Another factor is Ember’s fantastic testing infrastructure that comes out-of-the-box with every new application. Ember’s emphasis on automated testing dovetailed well with the culture of testing that was already so important at LinkedIn, helping us deliver quality products in less time.

ADM: Tell me about this test you ran with the projects, Preact and Glimmer.js.


Dale: One exciting trend to emerge in the JavaScript world recently has been the idea of using compilers to “bend the curve” of tradeoffs between file size and robustness. A compiler can analyze your entire application and, at least theoretically, produce optimized output and assets that include only what you need.

However, some argue that compilers introduce extra complexity, and even with all of that complexity, they will have trouble beating a hand-tuned lightweight library.

Unfortunately, it’s very difficult to test these competing philosophies in the real world. Here at LinkedIn, we really wanted data to drive our decision-making. To gather that data, we built the same app twice - once in Preact and once in Glimmer.js - to see how they performed.

Some of the engineers on our team believed Preact, an open source JavaScript library that implements a subset of the React component API, would help us build the fastest site possible.

What sets Preact apart is its truly remarkable file size. While the standard build of React is about 30kb minified and gzipped, Preact is just 3kb - 10x smaller - for very similar functionality.

Others believed that Glimmer.js would yield a faster experience. Like Preact, Glimmer.js is an open source JavaScript library for building UI components for the web. It is built on the same rendering engine as Ember.js, but unlike Ember, provides just the UI layer - no routing, data loading, or other features.

To reduce the cost of building the same app twice, we shared as much implementation as possible between the Preact and Glimmer flavors. All of our code went into a single repository that we organized into packages. You can read more about the specifics of that in our blog post on the topic: https://engineering.linkedin.com/blog/2018/03/how-we-built-the-same-app-twice-with-preact-and-glimmerjs

ADM: What were the results and what can readers take away from them?


Dale: The difference in performance between the two flavors was so small as to be effectively imperceptible.
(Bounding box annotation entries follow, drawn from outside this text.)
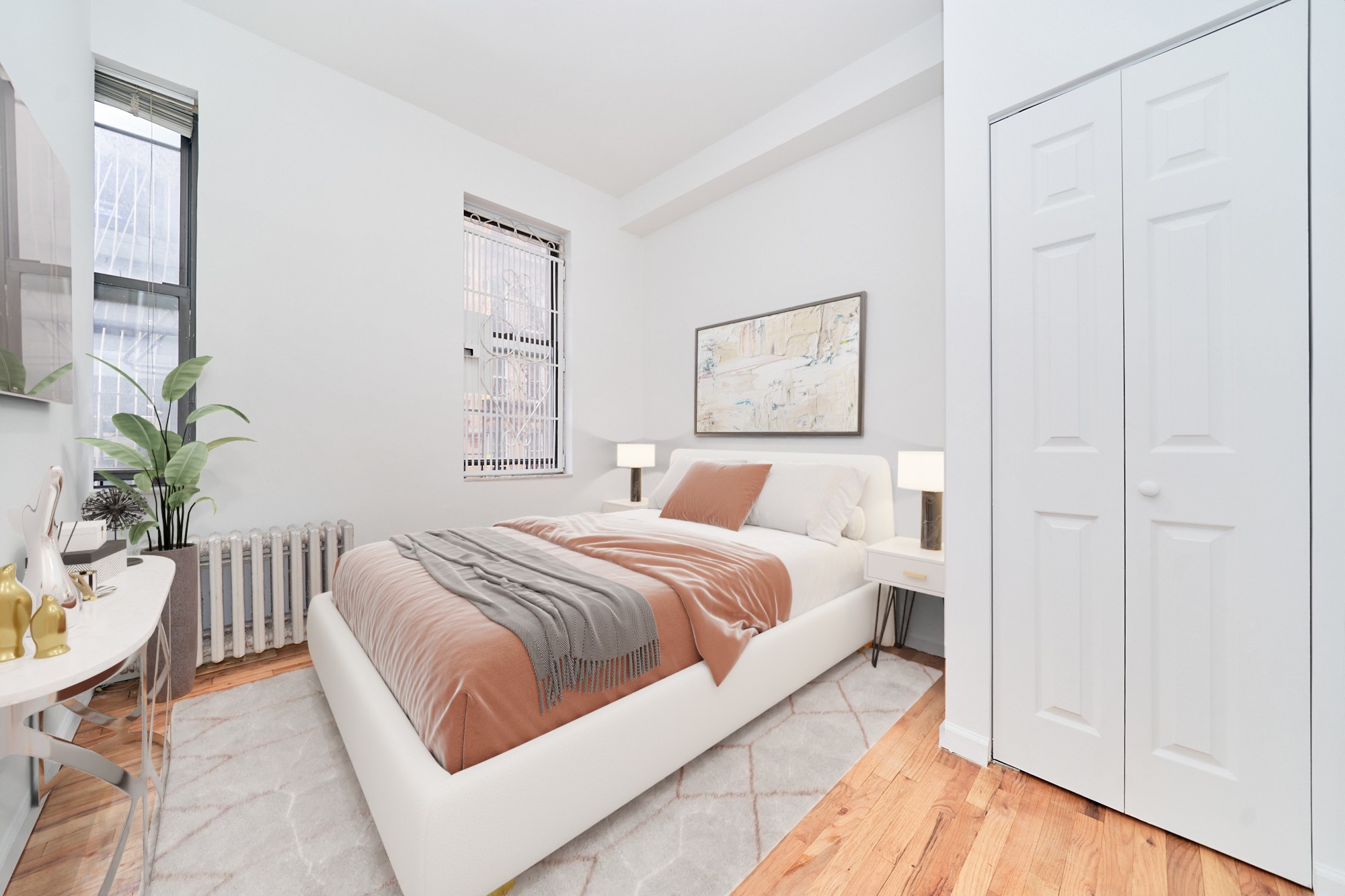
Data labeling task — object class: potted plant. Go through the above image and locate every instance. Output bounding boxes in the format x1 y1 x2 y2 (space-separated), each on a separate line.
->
78 355 254 698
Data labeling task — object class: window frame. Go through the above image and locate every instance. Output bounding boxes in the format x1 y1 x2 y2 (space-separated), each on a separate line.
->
460 204 573 482
93 98 199 487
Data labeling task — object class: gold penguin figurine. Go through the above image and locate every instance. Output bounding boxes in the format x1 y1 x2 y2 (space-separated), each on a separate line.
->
0 564 32 663
32 595 70 659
Both technologies allowed us to build an app that beat the initial load time of the control version.

Ultimately, both Preact and Glimmer.js are fantastic tools for building fast, modern web applications.

It is important to note that we focused only on initial load times. There are other important performance metrics, such as responsiveness to interaction, that were out of scope for this experiment.

That said, the outcome of this experiment is particularly exciting because Glimmer.js shares a rendering engine with Ember.js, which we already use to build LinkedIn.

We are now taking what we’ve learned from our two prototypes and contributing performance improvements back to Ember.js, so that we can make our existing app even faster, and share our learnings with the larger open source community.